NumPy Arrays
NumPy's basic data structure is an indexable, n-dimensional array containing elements of the same type (dtype). Right away, you may notice we have overloaded the term 'dimension'. Above, it was the number of elements in the vector, here, dimension refers to the number of indexes of an array. A one-dimensional or 1-D array has one index. In Course 1, we will represent vectors as NumPy 1-D arrays.

1-D array, shape (n,): n elements indexed [0] through [n-1]



Vector Creation
Data creation routines in NumPy will generally have a first parameter which is the shape of the object. This can either be a single value for a 1-D result or a tuple (n,m,...) specifying the shape of the result.

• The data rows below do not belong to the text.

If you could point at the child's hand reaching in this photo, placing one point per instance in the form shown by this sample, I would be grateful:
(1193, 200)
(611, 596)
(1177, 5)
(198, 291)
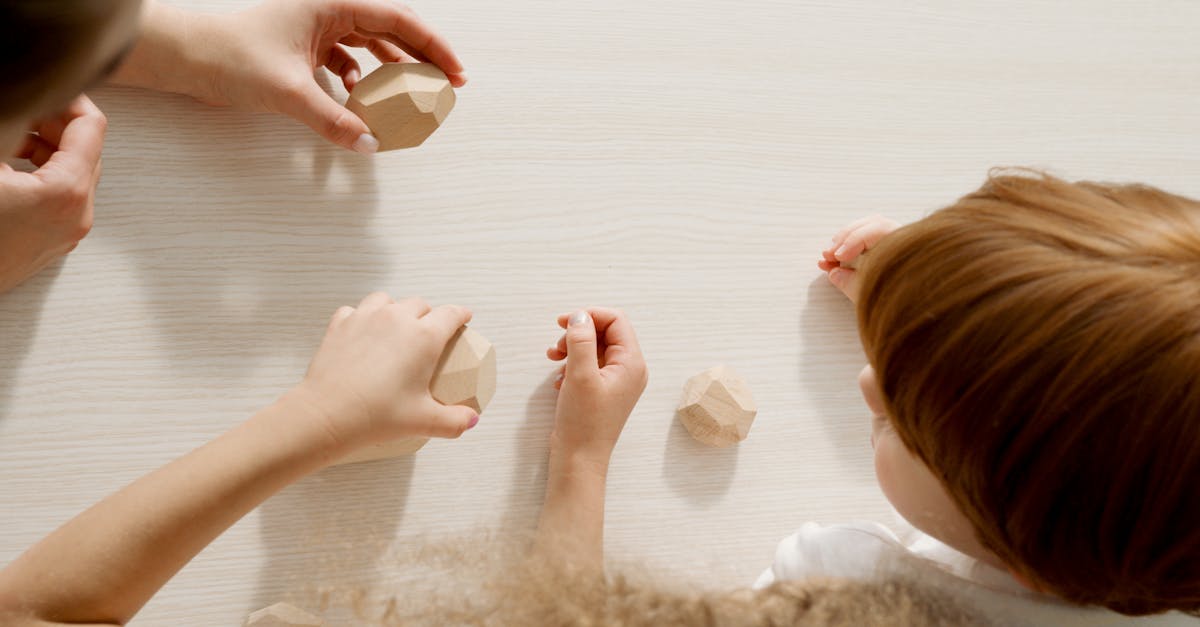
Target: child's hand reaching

Below are examples of creating vectors using these routines.

In [2]:
import numpy as np
import time
# NumPy routines which allocate memory and fill arrays with value
a = np.zeros(4)
print(f"{a} , {a.shape}")
a = np.zeros(4,)
print(f"{a} , {a.shape}")
a= np.arange(4)
print(f"{a} , {a.shape}")
a = np.random.rand(4)
print(f"{a} , {a.shape}")

[0. 0. 0. 0.] , (4,)
[0. 0. 0. 0.] , (4,)
[0 1 2 3] , (4,)
[0.60198895 0.46376834 0.74242341 0.59581136] , (4,)

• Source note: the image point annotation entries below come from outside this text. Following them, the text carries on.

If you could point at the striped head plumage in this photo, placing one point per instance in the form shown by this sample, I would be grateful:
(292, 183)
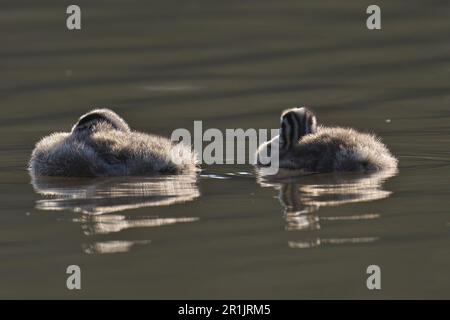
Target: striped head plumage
(296, 123)
(90, 120)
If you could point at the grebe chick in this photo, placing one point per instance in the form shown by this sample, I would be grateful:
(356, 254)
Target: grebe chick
(102, 144)
(304, 145)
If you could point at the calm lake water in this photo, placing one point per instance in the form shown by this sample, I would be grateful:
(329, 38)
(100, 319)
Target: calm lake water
(225, 233)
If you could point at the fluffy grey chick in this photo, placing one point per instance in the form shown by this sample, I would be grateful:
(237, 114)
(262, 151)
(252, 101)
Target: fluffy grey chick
(102, 144)
(304, 145)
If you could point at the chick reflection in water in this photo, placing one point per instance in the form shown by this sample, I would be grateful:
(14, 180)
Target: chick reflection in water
(100, 200)
(302, 196)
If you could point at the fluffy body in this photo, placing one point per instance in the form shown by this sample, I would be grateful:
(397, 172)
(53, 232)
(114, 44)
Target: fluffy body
(327, 149)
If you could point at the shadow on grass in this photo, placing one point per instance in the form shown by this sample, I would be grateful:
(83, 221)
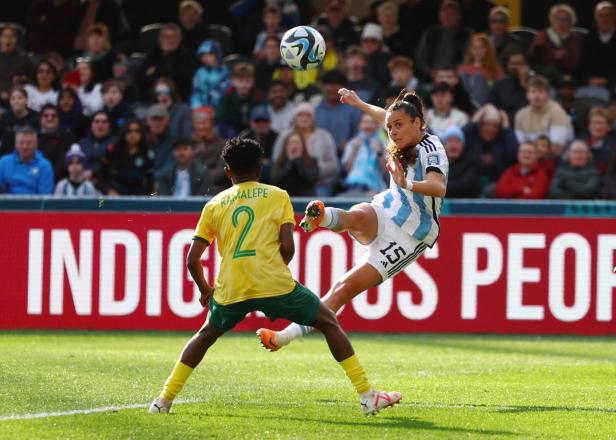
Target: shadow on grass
(390, 422)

Creating a vector using numpy

In [3]:
arr = np.array([1,3,45,5])
arr2 = np.array([5,6,7,8,9])

Now any operation performed on this array will be using vectorization 

The Need for Speed: vector vs for loop
We utilized the NumPy library because it improves speed memory efficiency. Let's demonstrate:

In [4]:
def my_dot(a, b): 
    """
   Compute the dot product of two vectors
 
    Args:
      a (ndarray (n,)):  input vector 
      b (ndarray (n,)):  input vector with same dimension as a
    
    Returns:
      x (scalar): 
    """
    x=0
    for i in range(a.shape[0]):
        x = x + a[i] * b[i]
    return x

In [5]:
np.random.seed(1)
a = np.random.rand(10000000)  # very large arrays
b = np.random.rand(10000000)

tic = time.time()  # capture start time
c = np.dot(a, b)
toc = time.time()  # capture end time

print(f"np.dot(a, b) =  {c:.4f}")
print(f"Vectorized version duration: {1000*(toc-tic):.4f} ms ")

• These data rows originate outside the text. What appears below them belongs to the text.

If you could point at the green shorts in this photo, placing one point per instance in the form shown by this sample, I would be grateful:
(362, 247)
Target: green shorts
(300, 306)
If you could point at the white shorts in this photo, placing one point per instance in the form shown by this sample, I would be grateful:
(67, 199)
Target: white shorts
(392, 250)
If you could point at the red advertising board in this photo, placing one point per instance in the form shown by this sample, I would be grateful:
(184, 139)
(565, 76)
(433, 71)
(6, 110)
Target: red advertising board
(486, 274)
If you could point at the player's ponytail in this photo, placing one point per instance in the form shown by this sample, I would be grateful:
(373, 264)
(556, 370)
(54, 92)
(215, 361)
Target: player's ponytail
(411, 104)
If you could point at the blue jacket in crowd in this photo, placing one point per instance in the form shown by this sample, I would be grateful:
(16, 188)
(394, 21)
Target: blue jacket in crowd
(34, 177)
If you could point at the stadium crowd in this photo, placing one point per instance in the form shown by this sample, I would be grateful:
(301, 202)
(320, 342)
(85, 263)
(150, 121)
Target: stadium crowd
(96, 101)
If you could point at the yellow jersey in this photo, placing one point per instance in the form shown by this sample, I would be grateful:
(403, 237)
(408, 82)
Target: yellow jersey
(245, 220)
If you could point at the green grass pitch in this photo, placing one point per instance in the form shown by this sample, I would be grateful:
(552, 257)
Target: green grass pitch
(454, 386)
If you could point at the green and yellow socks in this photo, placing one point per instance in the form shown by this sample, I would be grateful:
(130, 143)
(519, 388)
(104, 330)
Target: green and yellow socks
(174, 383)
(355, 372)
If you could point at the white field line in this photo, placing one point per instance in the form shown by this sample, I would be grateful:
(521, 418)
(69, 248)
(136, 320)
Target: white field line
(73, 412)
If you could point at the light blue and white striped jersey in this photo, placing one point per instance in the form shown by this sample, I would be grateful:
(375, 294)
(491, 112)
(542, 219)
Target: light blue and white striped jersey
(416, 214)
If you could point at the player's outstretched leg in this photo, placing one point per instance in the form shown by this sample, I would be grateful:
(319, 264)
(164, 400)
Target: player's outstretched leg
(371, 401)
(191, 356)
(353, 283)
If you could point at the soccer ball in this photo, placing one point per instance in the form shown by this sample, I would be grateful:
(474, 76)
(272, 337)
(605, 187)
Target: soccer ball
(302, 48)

tic = time.time()  # capture start time
c = my_dot(a,b)
toc = time.time()  # capture end time

print(f"my_dot(a, b) =  {c:.4f}")
print(f"loop version duration: {1000*(toc-tic):.4f} ms ")

del(a);del(b)  #remove these big arrays from memory

np.dot(a, b) =  2501072.5817
Vectorized version duration: 6.2211 ms 
my_dot(a, b) =  2501072.5817
loop version duration: 948.6630 ms